Extended time in space has been shown to have impacts on the immune system; while studies vary on the extent of the impact it appears that extended time in space results in reduction in immune capacity. With plans to return to the Moon and as well as a manned mission to Mars, a better understanding of the effect of zero gravity on the development and function of the immune system is paramount to the health of astronauts spending extended time in space. While, true, zero gravity cannot be studied in Earth bound experiments, microgravity can be simulated through a rotating wall vessel (RWV) culture system. Phosphatidylinositol (PI) and its phosphorylated derivatives play a critical role in maintaining cellular membranes as well as regulating cell signaling complexes. We have determined that the regulation of PI-4 Kinase is critical for the normal regulation of leukocytes, particularly lymphocytes. To better understand the cellular and molecular impact of microgravity on immune function we will evaluate simulated gravity on the cellular structures and dynamics related to PI composition in leukocyte cell lines. This will be accomplished by he evaluation of organelle structure and function, PI composition, PI-4K and PI-5K activity, and stress responses (particularly ER stress) in leukocyte cell lines cultured in simulated microgravity.
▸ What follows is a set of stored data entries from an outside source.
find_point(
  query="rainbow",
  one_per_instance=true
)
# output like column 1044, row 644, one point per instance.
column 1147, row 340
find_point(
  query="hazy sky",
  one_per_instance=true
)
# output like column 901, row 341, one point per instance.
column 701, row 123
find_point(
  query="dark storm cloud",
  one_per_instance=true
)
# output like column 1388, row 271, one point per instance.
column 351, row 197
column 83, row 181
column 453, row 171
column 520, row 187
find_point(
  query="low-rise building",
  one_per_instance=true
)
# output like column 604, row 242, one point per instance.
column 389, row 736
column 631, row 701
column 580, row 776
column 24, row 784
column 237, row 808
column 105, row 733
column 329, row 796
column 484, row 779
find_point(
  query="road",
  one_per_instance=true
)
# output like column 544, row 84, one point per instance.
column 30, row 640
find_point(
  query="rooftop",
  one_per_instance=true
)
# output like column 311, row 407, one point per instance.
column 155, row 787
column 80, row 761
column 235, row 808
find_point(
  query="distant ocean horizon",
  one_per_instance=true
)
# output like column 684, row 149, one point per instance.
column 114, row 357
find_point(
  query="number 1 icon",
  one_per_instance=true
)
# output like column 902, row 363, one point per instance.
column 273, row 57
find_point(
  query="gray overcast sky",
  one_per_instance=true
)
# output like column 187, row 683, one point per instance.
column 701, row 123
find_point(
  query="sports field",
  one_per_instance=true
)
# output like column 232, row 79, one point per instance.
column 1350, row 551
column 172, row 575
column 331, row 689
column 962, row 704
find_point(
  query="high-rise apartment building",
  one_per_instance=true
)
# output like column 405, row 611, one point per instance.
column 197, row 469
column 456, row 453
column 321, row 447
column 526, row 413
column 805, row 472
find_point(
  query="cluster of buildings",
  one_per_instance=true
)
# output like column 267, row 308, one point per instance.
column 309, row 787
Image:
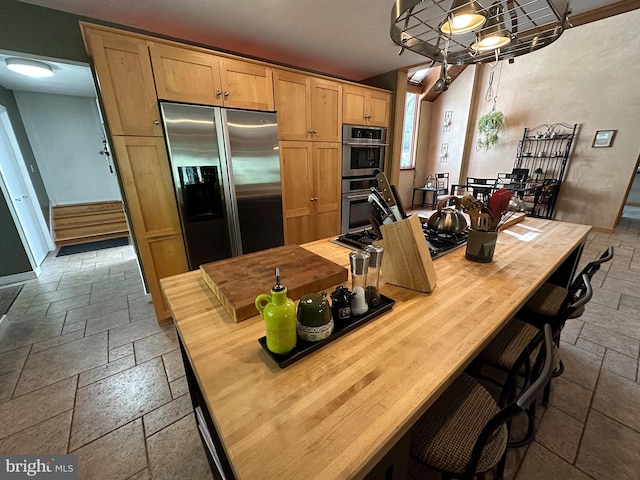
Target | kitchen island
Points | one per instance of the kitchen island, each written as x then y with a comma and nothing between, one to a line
345,410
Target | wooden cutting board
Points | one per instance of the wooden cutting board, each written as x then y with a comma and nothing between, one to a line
238,281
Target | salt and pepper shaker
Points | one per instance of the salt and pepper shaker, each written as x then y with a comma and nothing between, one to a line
359,267
372,290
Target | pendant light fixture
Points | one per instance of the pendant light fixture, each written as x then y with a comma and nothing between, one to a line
31,68
478,33
494,35
463,17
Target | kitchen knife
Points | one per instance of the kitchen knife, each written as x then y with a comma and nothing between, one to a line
387,194
386,218
401,208
382,201
375,226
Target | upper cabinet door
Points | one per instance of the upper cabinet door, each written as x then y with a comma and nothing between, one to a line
246,85
309,108
366,106
353,101
185,75
379,108
126,83
293,104
326,108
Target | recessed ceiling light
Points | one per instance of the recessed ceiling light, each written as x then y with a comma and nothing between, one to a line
31,68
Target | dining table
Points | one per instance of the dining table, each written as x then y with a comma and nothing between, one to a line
347,409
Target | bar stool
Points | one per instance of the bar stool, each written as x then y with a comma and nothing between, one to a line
465,432
549,298
515,347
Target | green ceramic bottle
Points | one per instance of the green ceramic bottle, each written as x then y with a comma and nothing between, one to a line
279,314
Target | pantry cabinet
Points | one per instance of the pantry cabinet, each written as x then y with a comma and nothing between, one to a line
148,189
309,108
366,106
310,190
126,82
135,71
193,76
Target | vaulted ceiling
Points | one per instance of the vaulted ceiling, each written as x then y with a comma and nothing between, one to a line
347,39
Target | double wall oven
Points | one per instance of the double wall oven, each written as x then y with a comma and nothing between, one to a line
363,151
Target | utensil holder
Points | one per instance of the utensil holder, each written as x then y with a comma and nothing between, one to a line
406,261
480,246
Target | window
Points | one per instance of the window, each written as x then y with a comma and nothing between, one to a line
407,155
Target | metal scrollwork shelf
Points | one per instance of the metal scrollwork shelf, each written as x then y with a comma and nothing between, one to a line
544,151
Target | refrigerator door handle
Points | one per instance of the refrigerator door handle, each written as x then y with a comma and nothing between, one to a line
232,204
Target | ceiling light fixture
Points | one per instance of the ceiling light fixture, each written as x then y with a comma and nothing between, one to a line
494,35
463,17
511,28
31,68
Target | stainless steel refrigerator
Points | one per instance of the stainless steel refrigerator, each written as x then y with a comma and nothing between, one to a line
226,171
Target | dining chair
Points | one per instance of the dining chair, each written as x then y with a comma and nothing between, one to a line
549,299
546,303
442,186
514,349
465,432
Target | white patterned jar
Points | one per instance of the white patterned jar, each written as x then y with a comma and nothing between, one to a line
314,320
These are some figures from my lab examining B cells from the Autoimmune prone flaky skin mutant mice.
Purified splenic B cells were unstimulated (0) or stimulated with IL-4 for 15 and 30 minutes, then stained for Stat6 (red) and the nucleus (green) and visualized with confocal microscopy using a 60x objective. Co-localization of Stat6 with the nucleus, denoting activation, is yellow. Ttc7fsn B cells show more yellow, activated cells than normal even without stimulation, suggesting pre-activation in vivo.